RSS Feeds Full or Partial Feed Controversy

There have been various discussions are numerous blogs about full or partial RSS feed preferences from the point of view of the reader and of the publisher.

Why some Publishers favor partial RSS feeds:

1) The reader will have to go to the blog to read the full article. Once the reader is there he may find another article of interest to read and purchase an item for sale or give some income to the publisher through one of the monetization techniques on the blog.

2) Partial feeds allow the publisher to see which articles are actually read. This allows the feed publisher to track the interests of his readers. A full feed does not allow this type of tracking.

Why some Readers may prefer full feeds:

1) Partial feeds may not convey to the reader the full essence of the post.
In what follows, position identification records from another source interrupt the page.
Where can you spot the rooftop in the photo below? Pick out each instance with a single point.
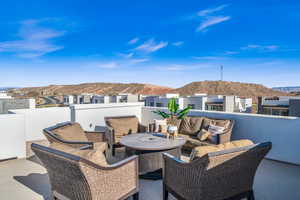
(26, 179)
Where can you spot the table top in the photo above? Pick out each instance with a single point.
(151, 141)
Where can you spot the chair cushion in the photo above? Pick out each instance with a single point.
(217, 122)
(193, 141)
(95, 155)
(71, 132)
(123, 126)
(160, 125)
(190, 125)
(203, 135)
(203, 150)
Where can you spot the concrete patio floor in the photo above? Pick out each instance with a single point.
(25, 179)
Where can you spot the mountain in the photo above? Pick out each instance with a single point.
(208, 87)
(287, 89)
(7, 88)
(228, 88)
(97, 88)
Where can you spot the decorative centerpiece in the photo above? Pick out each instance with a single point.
(173, 117)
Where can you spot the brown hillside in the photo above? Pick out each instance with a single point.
(209, 87)
(98, 88)
(228, 88)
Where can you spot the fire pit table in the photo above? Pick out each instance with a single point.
(149, 147)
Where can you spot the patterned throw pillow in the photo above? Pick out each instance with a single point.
(160, 125)
(190, 125)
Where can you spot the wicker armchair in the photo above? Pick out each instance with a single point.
(227, 174)
(119, 126)
(72, 134)
(76, 178)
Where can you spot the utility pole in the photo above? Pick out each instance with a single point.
(221, 72)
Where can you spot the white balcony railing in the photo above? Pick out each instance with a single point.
(26, 125)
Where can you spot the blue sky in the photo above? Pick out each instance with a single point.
(170, 42)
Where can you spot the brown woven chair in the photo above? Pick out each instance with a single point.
(120, 126)
(74, 177)
(227, 174)
(72, 134)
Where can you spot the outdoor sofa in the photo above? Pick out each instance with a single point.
(119, 126)
(193, 127)
(221, 172)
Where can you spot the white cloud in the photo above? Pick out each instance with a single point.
(151, 46)
(231, 52)
(260, 47)
(35, 40)
(209, 11)
(126, 55)
(138, 60)
(210, 21)
(108, 65)
(175, 68)
(133, 41)
(177, 44)
(208, 57)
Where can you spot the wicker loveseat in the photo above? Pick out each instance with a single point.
(85, 175)
(72, 134)
(119, 126)
(215, 175)
(191, 126)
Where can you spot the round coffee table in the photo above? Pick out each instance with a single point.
(149, 147)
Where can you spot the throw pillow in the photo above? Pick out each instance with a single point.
(190, 125)
(203, 135)
(160, 125)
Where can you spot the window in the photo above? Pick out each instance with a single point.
(159, 105)
(192, 106)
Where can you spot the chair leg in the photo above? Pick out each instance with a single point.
(136, 196)
(113, 151)
(251, 195)
(165, 193)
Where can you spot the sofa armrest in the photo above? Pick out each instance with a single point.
(151, 127)
(110, 135)
(95, 136)
(226, 136)
(142, 128)
(117, 181)
(178, 173)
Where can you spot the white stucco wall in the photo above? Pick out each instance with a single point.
(92, 115)
(12, 136)
(38, 119)
(283, 132)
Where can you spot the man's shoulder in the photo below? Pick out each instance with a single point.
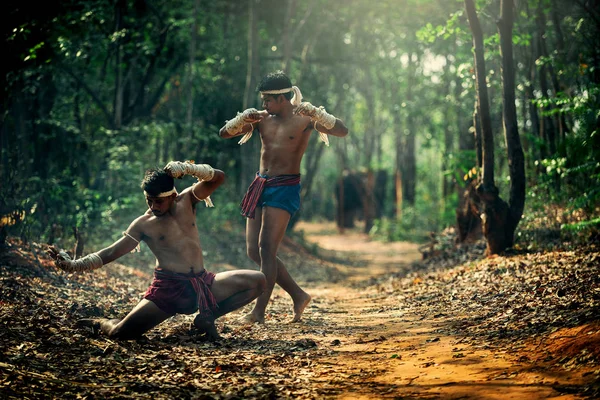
(143, 219)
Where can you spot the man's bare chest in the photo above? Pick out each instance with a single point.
(168, 231)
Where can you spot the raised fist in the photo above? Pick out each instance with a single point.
(306, 109)
(61, 259)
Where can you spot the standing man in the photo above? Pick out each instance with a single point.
(285, 126)
(181, 285)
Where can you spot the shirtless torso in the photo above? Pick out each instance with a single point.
(173, 237)
(285, 130)
(284, 141)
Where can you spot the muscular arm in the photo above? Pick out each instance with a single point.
(117, 250)
(321, 119)
(100, 258)
(339, 129)
(204, 189)
(247, 121)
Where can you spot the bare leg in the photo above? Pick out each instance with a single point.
(287, 283)
(145, 316)
(264, 236)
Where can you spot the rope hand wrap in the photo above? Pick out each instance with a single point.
(202, 172)
(235, 125)
(317, 114)
(87, 263)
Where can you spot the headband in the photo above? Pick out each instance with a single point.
(163, 194)
(297, 94)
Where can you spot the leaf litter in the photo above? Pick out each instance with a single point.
(541, 307)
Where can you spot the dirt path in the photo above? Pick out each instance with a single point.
(382, 352)
(364, 335)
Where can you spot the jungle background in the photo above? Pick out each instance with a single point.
(96, 92)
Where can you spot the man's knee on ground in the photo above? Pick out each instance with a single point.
(261, 282)
(267, 251)
(253, 254)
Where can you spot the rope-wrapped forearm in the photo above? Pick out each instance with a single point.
(235, 125)
(87, 263)
(317, 114)
(203, 172)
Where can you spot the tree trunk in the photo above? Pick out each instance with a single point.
(448, 179)
(119, 86)
(409, 172)
(492, 209)
(516, 159)
(547, 126)
(483, 107)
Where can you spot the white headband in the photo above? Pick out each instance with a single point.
(163, 194)
(297, 94)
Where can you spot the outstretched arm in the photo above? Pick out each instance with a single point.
(323, 121)
(94, 260)
(243, 123)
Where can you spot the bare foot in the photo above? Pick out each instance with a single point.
(252, 318)
(207, 327)
(299, 306)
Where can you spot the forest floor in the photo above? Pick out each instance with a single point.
(383, 323)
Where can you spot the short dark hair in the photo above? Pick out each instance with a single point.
(156, 181)
(274, 81)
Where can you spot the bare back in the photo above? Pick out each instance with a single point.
(284, 141)
(173, 238)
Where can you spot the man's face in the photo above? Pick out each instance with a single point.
(270, 103)
(159, 205)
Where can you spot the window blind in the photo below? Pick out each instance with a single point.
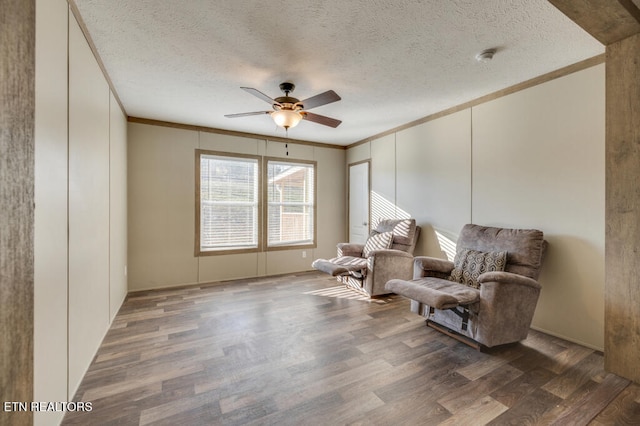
(290, 203)
(229, 195)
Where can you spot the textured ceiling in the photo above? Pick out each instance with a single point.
(391, 61)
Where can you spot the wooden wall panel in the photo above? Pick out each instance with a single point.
(622, 310)
(608, 21)
(17, 106)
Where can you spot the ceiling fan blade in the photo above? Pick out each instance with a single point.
(321, 119)
(259, 94)
(245, 114)
(321, 99)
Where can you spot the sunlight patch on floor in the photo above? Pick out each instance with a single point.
(343, 292)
The title and the one or two lines seen in the partial feed make it hard for the reader to really know what the full post is about.

2) A full feed is easier to read and if the readers finds it of interest they will forward it to their friends and bookmark it at their favorite social networking site.

3) Full feeds contain links that the reader may click on to related posts and external web sites.

What I do: Right now I prefer to go to the actual blogs to read the posts and see posts that I may have missed. Probably in the future when I increase the number of blogs I visit I will start using a feed reader with full feeds. When the number of blog feeds reaches 20 I will probably prefer partial feeds.

My opinion:  It seems that people using feed readers are more techie and spend more time on the net and most probably will be not be the type of reader who will click on an advert on your site. Readers that click on ads most probably came to your site from a search engine or a link from another site.

For the blog publishers who would like to give their readers a choice there is a WordPress plugin that allows this there is Dual Feed.